El azabache extraído en Les Mariñes de Villaviciosa constituyó el material más representativo como emblema y símbolo de las peregrinaciones a Santiago de Compostela. A lo largo de los siglos el gremio de artesanos y tallistas santiagueses se abasteció de la materia prima de la comarca, pero también de las producciones artesanas de numerosos artesanos diseminados por las aldeas entre Villaviciosa y Gijón.
Oles es conocida por su especialización minera, ya que en esta parroquia de Les Mariñes, el minero Tomás Noval nos deja testimonio de una larga tradición familiar que, a principios del siglo pasado conoció su mejor momento coincidiendo con la exportación masiva a Inglaterra.
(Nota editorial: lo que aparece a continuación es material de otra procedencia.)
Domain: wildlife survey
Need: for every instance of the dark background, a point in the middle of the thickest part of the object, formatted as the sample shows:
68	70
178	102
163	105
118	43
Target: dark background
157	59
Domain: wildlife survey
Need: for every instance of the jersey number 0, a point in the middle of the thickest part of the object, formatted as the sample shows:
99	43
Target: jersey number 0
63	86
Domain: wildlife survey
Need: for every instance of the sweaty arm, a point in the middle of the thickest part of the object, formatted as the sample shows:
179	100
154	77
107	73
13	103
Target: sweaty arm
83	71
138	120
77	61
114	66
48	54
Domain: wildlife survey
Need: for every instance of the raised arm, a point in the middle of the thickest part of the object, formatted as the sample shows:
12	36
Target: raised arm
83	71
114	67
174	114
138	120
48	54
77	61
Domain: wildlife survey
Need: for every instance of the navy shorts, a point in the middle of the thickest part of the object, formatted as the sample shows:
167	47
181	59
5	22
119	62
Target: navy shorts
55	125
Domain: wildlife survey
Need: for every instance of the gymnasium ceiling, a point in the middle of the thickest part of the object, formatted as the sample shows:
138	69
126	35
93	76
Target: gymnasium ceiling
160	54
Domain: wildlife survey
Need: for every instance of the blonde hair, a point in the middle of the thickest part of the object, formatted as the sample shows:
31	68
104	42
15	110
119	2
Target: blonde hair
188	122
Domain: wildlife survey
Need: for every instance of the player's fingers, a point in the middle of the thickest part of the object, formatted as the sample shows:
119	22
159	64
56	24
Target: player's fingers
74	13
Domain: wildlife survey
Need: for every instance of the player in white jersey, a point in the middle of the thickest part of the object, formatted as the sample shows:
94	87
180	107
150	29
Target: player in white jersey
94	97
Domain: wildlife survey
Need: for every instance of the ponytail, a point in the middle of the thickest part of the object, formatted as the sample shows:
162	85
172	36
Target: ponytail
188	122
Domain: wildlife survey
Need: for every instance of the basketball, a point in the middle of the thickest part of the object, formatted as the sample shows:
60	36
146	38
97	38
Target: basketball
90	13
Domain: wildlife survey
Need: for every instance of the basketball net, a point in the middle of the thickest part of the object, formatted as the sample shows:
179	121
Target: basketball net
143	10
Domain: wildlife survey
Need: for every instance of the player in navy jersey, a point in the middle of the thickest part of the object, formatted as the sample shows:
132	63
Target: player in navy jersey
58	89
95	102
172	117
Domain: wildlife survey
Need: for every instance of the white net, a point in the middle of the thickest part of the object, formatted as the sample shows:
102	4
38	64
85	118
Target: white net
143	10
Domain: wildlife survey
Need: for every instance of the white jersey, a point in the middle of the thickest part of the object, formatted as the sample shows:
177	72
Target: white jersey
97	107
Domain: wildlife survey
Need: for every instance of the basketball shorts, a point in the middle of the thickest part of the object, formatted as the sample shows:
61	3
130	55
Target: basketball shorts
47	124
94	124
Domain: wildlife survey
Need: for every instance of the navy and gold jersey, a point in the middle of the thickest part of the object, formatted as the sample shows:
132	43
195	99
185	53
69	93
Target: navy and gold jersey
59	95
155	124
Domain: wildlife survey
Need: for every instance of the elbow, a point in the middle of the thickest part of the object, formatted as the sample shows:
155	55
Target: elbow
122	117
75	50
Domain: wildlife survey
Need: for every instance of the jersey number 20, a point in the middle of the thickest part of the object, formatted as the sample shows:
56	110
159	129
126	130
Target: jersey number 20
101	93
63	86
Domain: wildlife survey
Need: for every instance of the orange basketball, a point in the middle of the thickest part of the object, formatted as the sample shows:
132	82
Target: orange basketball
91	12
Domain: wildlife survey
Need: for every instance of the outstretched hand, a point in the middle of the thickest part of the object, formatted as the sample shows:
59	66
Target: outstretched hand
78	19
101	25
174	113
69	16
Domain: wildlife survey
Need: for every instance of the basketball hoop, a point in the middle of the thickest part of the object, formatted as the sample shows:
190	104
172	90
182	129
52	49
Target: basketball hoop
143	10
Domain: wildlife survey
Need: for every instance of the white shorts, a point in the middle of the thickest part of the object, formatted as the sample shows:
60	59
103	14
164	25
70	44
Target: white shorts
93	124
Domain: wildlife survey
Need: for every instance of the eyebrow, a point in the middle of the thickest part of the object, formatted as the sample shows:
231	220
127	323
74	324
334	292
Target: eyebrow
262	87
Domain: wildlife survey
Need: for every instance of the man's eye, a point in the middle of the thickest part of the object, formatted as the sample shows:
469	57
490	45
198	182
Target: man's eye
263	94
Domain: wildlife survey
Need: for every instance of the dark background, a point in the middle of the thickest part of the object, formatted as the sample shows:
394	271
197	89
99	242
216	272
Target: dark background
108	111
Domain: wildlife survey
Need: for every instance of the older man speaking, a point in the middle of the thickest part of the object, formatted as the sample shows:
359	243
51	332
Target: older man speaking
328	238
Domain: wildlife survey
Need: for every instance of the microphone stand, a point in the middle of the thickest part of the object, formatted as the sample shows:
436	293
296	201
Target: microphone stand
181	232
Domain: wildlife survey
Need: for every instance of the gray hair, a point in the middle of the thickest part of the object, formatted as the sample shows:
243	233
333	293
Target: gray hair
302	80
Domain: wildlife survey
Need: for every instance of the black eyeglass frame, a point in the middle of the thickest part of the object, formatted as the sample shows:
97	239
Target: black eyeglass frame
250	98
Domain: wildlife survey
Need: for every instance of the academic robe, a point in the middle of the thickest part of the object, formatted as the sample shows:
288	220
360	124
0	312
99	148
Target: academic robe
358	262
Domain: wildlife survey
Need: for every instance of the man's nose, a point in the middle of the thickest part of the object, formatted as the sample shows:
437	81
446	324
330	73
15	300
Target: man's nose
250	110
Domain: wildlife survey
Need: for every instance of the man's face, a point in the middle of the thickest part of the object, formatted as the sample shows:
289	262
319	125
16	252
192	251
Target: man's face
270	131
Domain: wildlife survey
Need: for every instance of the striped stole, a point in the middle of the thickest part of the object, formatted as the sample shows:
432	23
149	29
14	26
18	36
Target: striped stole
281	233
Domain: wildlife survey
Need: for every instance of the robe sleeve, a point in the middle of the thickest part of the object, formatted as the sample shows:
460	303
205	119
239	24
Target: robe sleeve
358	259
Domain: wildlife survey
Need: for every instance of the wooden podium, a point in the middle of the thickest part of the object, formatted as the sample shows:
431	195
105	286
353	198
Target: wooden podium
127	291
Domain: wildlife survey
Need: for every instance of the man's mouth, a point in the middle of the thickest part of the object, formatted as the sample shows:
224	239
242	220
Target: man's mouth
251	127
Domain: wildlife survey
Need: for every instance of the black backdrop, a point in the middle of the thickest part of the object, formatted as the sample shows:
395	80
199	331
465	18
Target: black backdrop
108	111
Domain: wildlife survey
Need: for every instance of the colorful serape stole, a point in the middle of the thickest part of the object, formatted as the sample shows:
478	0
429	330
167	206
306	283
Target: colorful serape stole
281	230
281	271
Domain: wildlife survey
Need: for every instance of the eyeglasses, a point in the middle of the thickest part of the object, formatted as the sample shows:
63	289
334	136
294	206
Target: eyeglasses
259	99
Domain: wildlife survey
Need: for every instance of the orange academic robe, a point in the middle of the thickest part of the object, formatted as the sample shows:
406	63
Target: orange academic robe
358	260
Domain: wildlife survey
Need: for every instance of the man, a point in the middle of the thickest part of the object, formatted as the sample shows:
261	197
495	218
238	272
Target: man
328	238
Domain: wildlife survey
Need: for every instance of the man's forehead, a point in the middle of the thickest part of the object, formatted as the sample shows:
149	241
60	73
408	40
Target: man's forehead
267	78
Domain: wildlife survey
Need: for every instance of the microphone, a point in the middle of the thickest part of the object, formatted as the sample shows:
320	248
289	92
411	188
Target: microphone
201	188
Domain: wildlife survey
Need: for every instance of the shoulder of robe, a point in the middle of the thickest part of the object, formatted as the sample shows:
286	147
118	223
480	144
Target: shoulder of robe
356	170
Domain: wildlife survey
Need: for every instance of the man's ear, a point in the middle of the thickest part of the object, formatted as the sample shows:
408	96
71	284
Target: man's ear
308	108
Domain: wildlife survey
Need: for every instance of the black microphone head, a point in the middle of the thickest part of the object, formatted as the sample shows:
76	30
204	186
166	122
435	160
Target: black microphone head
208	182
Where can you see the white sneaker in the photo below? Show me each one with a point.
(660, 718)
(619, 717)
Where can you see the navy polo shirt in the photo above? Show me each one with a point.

Argüeru fue famoso por sus azabacheros de los que podemos destacar a Cristóbal Ordieres, que fue llamado a principios del siglo XX por Enrique Mayer, renombrado grabador de ascendencia germánica afincado en Santiago de Compostela para reactivar la azabachería que, pese a su secular y esplendoroso pasado, estaba prácticamente extinguida. Cristóbal Ordieres permaneció una buena temporada impartiendo las técnicas del labrado y pulido del azabache en Santiago, donde Mayer habría de crear escuela que hasta hoy nos llega y produciendo espléndidas tallas en azabache que se conservan en diversos museos de Galicia.